To rebuild cities better, ‘minute cities’ are taking off from Bogotá to Berlin, and Shanghai to Seattle. They allow their dwellers to reach everything they need within a fixed amount of time, with the aim of protecting the environment and establishing a more stable and sustainable lifestyle.
The human mind has gone through numerous adventures trying to imagine what an ideal city should look like. Countless theories have emerged, each seeking to respond to the challenges of its time, keep pace with latest developments and offer people a prosperous life.
In this day and age, key challenges are climate change and extreme weather, and developments can be summed up by the critical role played by technology in our lives. These realities are now more evident than ever, thanks to the global alarm sounded by COVID-19. The pandemic confined people to their homes and cities, limited their mobility, and permanently changed the way many live and socialise. Now that the danger has receded, many cities have reconsidered their management patterns and acknowledged the need for small neighbourhoods that provide their residents with all their basic needs.
On this basis, the concept of ‘minute cities’ has been built. It means designing an urban space with a transportation system that ensures the longest journey takes a fixed number of minutes, enabling residents to travel between their homes, work or school, and basic facilities within 15 to 20 minutes, for instance.
For a city to achieve this, each of its neighbourhoods must accommodate the basic needs for living and working, such as health facilities, schools, markets, grocery stores, entertainment venues, and others.
The concept first emerged when an American urban planner proposed the idea of the ‘neighbourhood unit’ in the 1920s. A few decades later, Copenhagen transformed its main market into a pedestrian-only street. The idea became wildly popular with densely populated cities across the United States, and New Urbanism began in the 1980s.
Paris is one of the most prominent newcomers to this trend. The French capital plans to transform into a 15-minute city with the help of researchers in complex systems and innovation. The project is focused on active transit, which is not dependent on cars, but on physical movement, including walking and cycling. The city has added hundreds of kilometres of bike routes, closed the quays of the Seine to motorised vehicles, and completely redesigned other areas to give priority to pedestrians and cyclists.
In Barcelona, Spain, the idea has been modified to fit the city, which now adopts the neighbourhood superblock model. Aerial photography shows Barcelona as a collection of nearly identical superblocks lined up neatly, each representing a neighbourhood that provides its residents with their basic needs.
Between these neighbourhoods stretches a network of major roads, where people can use cars and buses. However, vehicle numbers are declining day by day in favour of active transport. The next step is to turn 1 out of 3 streets in the city into green streets by 2030, with more greenery and recreational areas.
In Australia, the government has been more patient, and perhaps more realistic. It has chosen to turn its most populous city, Sydney, to a 30-minute city, as part of a 40-year plan. The aim is that residents of the city can reach one of three important regional centres in less than a half-hour by walking, biking, or public transport.

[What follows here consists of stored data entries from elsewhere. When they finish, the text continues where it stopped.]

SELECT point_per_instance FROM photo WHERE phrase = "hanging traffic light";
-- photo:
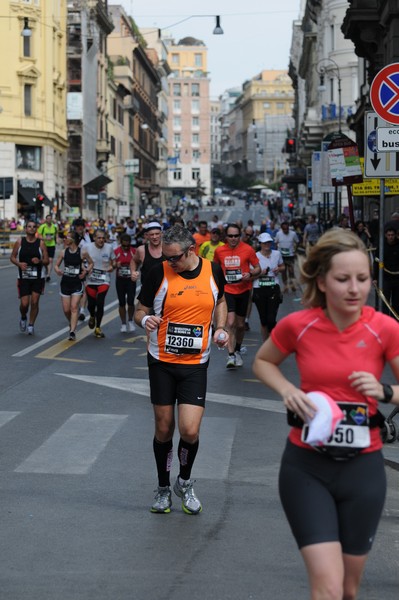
(290, 146)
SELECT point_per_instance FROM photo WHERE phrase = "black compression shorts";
(332, 501)
(238, 303)
(125, 290)
(27, 286)
(182, 383)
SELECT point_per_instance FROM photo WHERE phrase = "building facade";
(189, 152)
(33, 135)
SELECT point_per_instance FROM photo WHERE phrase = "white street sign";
(388, 139)
(378, 164)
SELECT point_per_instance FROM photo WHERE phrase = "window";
(28, 157)
(26, 45)
(112, 145)
(28, 100)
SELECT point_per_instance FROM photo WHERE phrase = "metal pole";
(381, 242)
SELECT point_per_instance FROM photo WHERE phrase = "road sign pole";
(381, 242)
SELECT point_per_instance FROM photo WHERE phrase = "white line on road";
(53, 336)
(74, 447)
(6, 416)
(142, 387)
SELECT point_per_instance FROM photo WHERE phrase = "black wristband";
(388, 393)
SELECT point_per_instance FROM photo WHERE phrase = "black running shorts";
(332, 501)
(182, 383)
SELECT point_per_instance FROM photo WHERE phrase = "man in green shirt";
(48, 232)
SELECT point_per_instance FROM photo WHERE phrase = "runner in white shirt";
(287, 240)
(266, 285)
(98, 282)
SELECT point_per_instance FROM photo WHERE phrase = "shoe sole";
(160, 512)
(191, 512)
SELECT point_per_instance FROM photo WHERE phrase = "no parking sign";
(384, 93)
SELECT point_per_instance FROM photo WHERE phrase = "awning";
(27, 194)
(97, 184)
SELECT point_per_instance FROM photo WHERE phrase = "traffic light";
(290, 146)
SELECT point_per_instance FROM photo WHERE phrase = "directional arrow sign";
(378, 164)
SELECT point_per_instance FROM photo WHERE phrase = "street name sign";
(378, 164)
(384, 93)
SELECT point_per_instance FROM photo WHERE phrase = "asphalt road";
(77, 476)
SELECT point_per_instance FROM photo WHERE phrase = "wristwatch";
(388, 393)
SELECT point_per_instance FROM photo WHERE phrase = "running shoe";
(238, 357)
(231, 361)
(163, 500)
(190, 503)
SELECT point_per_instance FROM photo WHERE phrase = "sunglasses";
(176, 258)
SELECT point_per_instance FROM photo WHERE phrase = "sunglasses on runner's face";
(176, 258)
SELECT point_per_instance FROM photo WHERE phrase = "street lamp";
(322, 69)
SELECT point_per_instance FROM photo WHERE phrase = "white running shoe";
(231, 361)
(238, 357)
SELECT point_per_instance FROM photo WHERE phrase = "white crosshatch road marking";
(75, 446)
(7, 416)
(142, 388)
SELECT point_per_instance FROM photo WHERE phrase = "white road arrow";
(142, 388)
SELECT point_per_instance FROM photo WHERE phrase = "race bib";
(233, 275)
(30, 273)
(98, 275)
(71, 271)
(184, 339)
(266, 281)
(353, 431)
(124, 272)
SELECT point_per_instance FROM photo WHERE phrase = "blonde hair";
(318, 262)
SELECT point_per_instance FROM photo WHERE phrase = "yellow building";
(189, 119)
(33, 133)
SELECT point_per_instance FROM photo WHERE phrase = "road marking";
(52, 352)
(75, 446)
(142, 388)
(56, 335)
(7, 416)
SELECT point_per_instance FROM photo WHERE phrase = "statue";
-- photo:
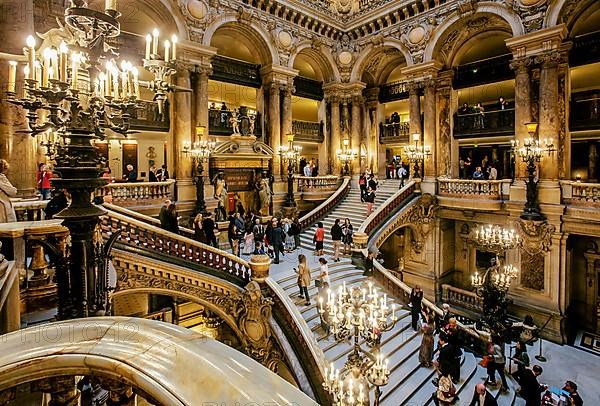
(220, 193)
(264, 194)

While Sydney has its own plan that suits it particularly, authorities in Melbourne, for instance, are looking to achieve the 20-minute city title by 2050, so that each resident can walk 800 metres each way to meet their day-to-day needs.
To promote the idea, the government has been educating residents about features of their neighbourhoods and securing infrastructure for human powered transit and public transport, while supporting local economies and access to housing.
The C40 network is working on studies to develop this concept, and has launched a new Green and Thriving Neighbourhoods programme, which aims to develop integrated climate actions at the neighbourhood scale.
Though the concept of ‘minute cities’ may seem convienient, it has been criticised by many who believe that it may impede major economic opportunities at city and country levels. They say it can lead to artificial divides and false business competitions, exacerbating socioeconomic inequalities between different neighbourhoods.
Moreover, this concept may not be applicable everywhere, as it requires a high population density and a specific social structure. It is difficult to implement in a country where most of the population live in sprawling suburbs, such as the United States. Many cities might only make the 15-minute cut-off if it could be done in a car, as active transit would certainly take much longer.
Also, trips to certain vital points, such as universities, museums, theatres, and other landmarks, definitely require more than just a few minutes, and some experiences are well worth the distance.
However, experts and researchers worldwide are working to upgrade the concept and address its challenges, given its desirability and multiple benefits for many cities. It promises to reduce the need for unnecessary travel, strengthen a sense of community, and improve sustainability and liveability.